1965 New York Yankees

This was the end of the great Yankee dynasty. In 1963 and 1964 the Yanks had won the American League pennant, although they had to survive a thrilling finish in 1964. That race went to the final weekend with New York, the Chicago White Sox and Baltimore Orioles all in contention before the Yanks beat Cleveland twice to wrap up the title.

Having lost the 1963 World Series to the Dodgers in four games, they returned in 1964 only to be defeated by the St. Louis Cardinals in seven.

The Yankees showed their age in those two Series, and showed it even more in 1965. Elston Howard, 37, managed just  a .233 average and nine home runs. Mickey Mantle was 34 and limited by deteriorating legs to part-time duty, Whitey Ford, 37, did make his standard 36 starts but his 3.26 ERA translated to only a 16-13 record. Roger Maris made only 186 plate appearances producing just eight homers.

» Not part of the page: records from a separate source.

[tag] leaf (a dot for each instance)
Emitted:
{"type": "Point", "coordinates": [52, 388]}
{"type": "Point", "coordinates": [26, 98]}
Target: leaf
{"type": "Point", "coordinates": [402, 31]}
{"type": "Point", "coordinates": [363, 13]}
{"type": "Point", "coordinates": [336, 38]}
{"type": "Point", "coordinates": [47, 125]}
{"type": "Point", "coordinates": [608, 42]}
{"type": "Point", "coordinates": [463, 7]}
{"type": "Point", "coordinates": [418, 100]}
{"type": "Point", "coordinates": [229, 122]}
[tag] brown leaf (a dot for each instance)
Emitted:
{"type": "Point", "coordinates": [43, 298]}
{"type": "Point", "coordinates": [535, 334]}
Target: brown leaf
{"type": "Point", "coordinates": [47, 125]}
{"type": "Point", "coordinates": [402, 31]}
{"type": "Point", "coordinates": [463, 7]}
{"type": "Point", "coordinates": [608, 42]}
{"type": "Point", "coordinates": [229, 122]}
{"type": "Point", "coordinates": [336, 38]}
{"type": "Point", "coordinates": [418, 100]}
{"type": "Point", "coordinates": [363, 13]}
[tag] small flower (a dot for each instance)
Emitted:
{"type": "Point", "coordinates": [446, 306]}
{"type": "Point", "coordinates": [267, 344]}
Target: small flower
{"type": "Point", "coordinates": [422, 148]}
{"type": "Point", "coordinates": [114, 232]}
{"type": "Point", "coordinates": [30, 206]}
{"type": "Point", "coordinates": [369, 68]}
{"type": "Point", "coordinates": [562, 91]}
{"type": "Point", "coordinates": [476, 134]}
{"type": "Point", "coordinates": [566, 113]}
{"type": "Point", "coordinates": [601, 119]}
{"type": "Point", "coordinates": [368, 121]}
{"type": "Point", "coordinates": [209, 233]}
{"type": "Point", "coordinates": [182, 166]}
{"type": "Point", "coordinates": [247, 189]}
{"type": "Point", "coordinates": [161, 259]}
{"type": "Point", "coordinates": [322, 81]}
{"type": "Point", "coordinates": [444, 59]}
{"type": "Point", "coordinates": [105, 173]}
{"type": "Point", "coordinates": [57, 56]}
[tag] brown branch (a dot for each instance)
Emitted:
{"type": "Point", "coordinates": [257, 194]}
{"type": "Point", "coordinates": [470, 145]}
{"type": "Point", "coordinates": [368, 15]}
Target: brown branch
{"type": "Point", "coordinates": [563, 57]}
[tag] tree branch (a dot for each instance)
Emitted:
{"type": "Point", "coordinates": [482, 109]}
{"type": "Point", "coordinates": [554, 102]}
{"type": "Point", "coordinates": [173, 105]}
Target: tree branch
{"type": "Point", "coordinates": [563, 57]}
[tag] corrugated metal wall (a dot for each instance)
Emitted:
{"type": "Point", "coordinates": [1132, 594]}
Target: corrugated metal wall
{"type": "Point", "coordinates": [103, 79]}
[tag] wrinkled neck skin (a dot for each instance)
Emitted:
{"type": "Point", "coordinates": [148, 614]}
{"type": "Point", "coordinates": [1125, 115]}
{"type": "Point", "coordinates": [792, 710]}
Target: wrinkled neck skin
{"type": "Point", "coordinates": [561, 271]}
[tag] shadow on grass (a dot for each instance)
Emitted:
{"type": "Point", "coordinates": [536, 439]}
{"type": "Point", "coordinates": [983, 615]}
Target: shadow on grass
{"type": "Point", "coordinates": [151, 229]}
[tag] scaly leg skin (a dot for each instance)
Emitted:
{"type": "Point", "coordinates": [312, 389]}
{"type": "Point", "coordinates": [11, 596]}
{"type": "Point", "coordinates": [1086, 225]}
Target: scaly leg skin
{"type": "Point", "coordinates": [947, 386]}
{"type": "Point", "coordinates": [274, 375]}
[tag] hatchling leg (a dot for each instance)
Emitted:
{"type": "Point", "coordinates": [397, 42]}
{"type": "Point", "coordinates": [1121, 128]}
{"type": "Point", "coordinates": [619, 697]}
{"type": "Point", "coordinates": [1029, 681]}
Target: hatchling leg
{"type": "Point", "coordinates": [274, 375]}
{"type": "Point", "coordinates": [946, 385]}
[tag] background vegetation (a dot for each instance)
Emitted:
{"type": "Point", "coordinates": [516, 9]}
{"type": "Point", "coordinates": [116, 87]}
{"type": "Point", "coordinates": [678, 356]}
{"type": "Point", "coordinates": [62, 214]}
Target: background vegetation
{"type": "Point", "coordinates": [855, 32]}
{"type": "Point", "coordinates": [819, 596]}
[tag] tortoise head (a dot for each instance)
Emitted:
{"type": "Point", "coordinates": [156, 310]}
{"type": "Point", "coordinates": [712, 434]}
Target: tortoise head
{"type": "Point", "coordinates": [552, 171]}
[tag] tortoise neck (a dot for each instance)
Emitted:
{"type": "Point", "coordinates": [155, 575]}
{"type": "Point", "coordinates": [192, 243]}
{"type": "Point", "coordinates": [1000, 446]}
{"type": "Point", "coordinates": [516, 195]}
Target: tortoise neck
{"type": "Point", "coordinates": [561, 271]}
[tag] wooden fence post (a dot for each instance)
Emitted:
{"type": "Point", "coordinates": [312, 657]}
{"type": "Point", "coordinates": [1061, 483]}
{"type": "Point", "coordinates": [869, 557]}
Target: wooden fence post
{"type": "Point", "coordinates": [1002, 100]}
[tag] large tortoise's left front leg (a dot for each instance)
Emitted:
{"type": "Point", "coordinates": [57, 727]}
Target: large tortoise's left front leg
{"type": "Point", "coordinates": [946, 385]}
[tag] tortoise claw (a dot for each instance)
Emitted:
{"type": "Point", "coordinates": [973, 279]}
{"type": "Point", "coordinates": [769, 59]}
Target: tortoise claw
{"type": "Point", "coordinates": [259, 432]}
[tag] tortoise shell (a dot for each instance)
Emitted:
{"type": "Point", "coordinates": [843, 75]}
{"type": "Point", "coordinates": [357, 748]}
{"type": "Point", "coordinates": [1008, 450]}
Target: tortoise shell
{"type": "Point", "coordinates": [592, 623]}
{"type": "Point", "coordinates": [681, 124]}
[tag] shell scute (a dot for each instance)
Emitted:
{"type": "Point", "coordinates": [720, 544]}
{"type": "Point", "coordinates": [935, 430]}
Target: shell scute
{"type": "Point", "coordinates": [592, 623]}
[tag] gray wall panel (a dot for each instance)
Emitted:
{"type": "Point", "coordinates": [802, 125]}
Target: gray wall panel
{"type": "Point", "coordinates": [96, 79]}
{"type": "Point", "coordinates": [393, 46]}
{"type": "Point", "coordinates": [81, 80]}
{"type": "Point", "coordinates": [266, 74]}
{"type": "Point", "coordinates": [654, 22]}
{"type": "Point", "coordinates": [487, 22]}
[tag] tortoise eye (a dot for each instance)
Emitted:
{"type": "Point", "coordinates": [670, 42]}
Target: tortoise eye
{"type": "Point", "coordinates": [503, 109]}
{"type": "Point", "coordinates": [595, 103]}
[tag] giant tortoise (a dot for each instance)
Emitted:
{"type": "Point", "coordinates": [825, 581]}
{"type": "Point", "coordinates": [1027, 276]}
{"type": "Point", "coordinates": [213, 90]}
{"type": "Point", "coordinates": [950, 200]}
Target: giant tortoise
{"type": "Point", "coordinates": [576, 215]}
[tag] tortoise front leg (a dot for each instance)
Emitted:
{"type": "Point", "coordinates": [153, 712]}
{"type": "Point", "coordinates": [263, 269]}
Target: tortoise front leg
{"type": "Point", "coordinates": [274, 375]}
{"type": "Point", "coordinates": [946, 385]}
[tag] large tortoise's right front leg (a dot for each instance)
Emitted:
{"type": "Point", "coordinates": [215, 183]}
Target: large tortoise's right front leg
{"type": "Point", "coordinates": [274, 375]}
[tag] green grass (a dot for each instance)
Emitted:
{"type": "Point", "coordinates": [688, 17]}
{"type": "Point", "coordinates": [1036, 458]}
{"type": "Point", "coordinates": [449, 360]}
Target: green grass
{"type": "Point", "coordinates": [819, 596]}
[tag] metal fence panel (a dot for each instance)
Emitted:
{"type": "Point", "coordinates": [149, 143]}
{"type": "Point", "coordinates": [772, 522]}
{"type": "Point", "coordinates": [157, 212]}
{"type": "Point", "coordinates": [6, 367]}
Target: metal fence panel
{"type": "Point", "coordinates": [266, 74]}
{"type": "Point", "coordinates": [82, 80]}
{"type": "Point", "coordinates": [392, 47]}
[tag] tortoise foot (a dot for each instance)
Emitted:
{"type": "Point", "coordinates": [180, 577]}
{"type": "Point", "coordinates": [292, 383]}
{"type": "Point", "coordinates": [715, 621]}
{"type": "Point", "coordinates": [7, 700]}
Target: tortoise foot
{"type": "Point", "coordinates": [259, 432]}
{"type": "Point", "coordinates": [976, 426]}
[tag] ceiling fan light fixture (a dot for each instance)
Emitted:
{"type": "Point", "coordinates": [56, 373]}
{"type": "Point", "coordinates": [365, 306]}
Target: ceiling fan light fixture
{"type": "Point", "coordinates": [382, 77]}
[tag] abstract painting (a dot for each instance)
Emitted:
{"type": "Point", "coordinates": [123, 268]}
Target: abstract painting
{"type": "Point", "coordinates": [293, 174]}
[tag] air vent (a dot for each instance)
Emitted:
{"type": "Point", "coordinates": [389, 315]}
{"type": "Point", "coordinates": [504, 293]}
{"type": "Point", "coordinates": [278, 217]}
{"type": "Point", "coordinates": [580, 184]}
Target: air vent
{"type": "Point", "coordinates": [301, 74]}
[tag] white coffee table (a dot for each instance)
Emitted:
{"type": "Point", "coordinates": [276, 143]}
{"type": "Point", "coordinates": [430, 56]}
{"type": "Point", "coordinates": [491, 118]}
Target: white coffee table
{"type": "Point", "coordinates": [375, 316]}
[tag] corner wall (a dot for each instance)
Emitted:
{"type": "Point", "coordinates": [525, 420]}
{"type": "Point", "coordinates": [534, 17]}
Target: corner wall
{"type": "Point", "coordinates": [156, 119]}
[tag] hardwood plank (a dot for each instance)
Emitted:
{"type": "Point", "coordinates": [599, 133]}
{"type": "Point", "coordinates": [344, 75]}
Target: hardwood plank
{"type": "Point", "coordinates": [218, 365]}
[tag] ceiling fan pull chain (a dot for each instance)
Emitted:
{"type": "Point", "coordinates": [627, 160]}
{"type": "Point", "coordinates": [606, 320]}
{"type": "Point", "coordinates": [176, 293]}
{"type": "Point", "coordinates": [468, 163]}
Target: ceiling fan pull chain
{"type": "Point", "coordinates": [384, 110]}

Yogi Berra was gone as both player and manager, and the fill-ins did not measure up to the standards of Yankee immortals. Those successors included Phil Linz (.207), Tony Kubek (.218), Joe Pepitone (.247), Al Downing (12-14, 3.40), Jim Bouton (4-15, 4.82) and Bill Stafford (3-8, 3.56).

Under first-year manager Johnny Keane, the Yankees started 24-28 and were eighth in the 10-team American League in early June. They never made a move, settling permanently into sixth place in mid-July and playing 36-39 ball over the course of the season’s second half.

They finished 25 games behind the American League champion Minnesota Twins. But that was good by comparison with the following season, when New York dipped all the way to the American League basement on a 70-89 record that prompted Keane’s May firing. New York had begun a decade-long absence from the World Series, the team’s longest since World War I.